For those who don’t know, my blog runs on WordPress – an open-source platform to create websites. It’s estimated that 43% of the Internet runs on WordPress. Every couple of years my blog needs to jump over some technical hurdle. In 2008, I chose to make the move from Serendipity over to WordPress due to the fact that WordPress enjoyed significantly more market share and support. I was in this for the long haul. In 2015, I migrated from a self-hosted WordPress instance to the managed WordPress.com cloud as I wanted to focus more on blogs unless on server administration and security.
Now, in 2023 I’m fully embracing Gutenberg – the modern way to structure content inside of WordPress introduced a few years ago. Rather than a large islands of html, Gutenberg organizes content into blocks that fit together on a page. In many ways, it’s like building content with Legos that snap together in known ways rather than a mess of Scrabble tiles all over the floor.
Within WordPress, there are two key components to consider – the theme and the content. The theme is what the blog looks like. Think of the design of the blog: menus, headers, letters, and overall layout. I’ve had several themes over the years. The content Is the actual text of my posts and photos.
In the old days, authors created content inside of WordPress using HTML. The content was mostly unstructured – but if it rendered in the browser, I was good. Originally, Gutenberg was only available for the content of pages and posts. Because the content was authored with Gutenberg and the site theme was using the legacy model – I always found weird interactions between the content and the theme. Again, I was struggling more with site management rather than content creation.
More recently, site owners could create Full Site Editing themes with Gutenberg – giving full creative freedom across the site. I recently updated to the Twenty Twenty Three Theme – a default theme that comes with WordPress that supports full site editing with Gutenberg. I had delayed migrating the 450 pieces of content over nearly 20 years – until now.
I wanted all of the content on my site to work the same way. That meant finding in migrating all of the older posts into the new format. I would need to:
- Find each post using the classic format
- Migrate each post to the Gutenberg block format
- Compare the new version of each post to the old version and look for deficiencies
- Correct and republish any post that needed changes
Obviously, I wanted to automate as much of this process as I could as manually validating each post proved tedious. I had tried in the past using the Selenium framework with limited success. I recently stumbled on an approach to make this process significantly easier migration of all of the content took less than a week.
Note: This approach requires self-hosted WordPress or a plan on WordPress.com which runs custom plugins from the marketplace. As of this writing, that includes Business, Commerce, Enterprise, or the legacy Pro plan.
1. Export all URLs
The first order of business is to export all of the URLs within my WordPress instance so I know which posts could possibly change. The plug-in Export All URLs makes this easy.
I exported all of my posts, pages, and the homepage into a text file with each URL on its own line.

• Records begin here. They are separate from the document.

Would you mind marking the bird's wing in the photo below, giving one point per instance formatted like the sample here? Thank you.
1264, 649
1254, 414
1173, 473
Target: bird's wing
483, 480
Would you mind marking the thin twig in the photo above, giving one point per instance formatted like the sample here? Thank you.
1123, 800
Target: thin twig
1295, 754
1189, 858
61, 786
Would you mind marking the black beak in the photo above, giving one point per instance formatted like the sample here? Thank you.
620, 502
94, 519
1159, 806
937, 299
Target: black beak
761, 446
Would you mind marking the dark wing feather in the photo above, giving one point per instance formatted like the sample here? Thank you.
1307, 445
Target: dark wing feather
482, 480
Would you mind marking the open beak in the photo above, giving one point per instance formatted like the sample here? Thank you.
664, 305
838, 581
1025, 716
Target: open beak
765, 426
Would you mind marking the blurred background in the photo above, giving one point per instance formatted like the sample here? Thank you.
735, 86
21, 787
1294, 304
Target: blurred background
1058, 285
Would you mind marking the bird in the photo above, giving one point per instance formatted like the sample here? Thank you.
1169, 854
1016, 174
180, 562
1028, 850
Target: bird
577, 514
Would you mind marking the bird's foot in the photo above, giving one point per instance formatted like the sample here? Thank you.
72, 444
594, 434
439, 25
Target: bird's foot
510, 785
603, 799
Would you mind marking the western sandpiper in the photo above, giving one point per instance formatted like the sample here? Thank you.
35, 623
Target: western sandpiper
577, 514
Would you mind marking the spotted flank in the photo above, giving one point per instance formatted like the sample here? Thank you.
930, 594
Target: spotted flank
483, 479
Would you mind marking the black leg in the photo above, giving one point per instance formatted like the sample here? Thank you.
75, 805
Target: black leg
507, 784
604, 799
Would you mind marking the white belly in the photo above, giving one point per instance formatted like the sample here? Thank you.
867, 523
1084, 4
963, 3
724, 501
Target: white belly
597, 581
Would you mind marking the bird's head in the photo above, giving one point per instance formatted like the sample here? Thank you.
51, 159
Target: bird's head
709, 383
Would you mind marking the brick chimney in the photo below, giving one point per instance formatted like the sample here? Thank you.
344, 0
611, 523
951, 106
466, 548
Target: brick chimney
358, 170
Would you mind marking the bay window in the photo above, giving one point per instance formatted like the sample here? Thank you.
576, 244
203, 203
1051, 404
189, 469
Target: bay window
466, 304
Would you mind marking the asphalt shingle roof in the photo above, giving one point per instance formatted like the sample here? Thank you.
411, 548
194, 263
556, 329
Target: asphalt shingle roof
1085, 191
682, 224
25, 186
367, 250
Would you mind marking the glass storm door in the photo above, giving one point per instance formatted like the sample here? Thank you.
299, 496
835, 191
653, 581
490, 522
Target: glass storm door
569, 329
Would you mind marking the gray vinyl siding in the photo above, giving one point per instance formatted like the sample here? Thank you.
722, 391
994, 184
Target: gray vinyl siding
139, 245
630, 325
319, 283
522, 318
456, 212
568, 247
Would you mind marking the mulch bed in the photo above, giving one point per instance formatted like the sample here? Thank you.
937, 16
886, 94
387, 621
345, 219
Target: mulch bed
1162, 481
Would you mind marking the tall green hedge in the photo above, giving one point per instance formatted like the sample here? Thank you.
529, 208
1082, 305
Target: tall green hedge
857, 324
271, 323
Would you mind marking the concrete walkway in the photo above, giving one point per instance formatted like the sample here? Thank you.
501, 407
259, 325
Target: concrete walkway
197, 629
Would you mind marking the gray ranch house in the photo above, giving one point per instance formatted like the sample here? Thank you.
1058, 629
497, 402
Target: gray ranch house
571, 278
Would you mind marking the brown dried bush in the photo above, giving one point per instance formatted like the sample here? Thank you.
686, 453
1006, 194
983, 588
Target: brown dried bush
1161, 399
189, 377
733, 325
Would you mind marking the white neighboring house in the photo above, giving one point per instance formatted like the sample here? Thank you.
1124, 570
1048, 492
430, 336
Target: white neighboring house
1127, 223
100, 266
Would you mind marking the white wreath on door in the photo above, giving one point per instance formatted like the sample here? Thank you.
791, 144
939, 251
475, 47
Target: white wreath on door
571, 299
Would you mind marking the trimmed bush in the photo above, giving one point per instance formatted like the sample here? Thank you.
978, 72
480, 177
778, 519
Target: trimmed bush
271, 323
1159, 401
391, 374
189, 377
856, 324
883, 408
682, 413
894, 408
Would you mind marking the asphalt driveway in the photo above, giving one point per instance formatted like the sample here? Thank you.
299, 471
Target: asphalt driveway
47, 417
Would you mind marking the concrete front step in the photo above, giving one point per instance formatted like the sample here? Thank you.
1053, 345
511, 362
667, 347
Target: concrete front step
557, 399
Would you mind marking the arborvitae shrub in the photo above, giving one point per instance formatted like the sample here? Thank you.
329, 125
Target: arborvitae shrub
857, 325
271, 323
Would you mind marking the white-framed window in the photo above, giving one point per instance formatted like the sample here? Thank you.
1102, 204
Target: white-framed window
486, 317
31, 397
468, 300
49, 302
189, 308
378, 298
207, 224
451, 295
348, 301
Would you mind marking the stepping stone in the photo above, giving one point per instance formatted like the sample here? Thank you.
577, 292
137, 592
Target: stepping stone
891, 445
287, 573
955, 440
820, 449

urls.txt ----- https://dashedyellowline.com/2023/08/07/trainwreck-turned-trainwreck https://dashedyellowline.com/2023/08/03/entering-canada https://dashedyellowline.com/2023/09/04/parrotheads-motorcycles and so on....
2. Screenshot each piece of content
I wanted a way to validate large scale changes on my site easily. As mentioned above I tried a few methods from my QA past, but nothing seemed easy or reproducible in this context. I give huge kudos to Ryan over on SoothSawyer for his post how to take full page screenshots from a list of URLs. This was the missing piece of content that I had been searching for. Thank you, thank you, thank you, Ryan!
Running Ryan’s code against the list of URL’s above creates a screenshot for each piece of content inside of my entire WordPress installation. Today that’s about 450 pieces of content. Totall running time was about 30m to generate all the screenshots.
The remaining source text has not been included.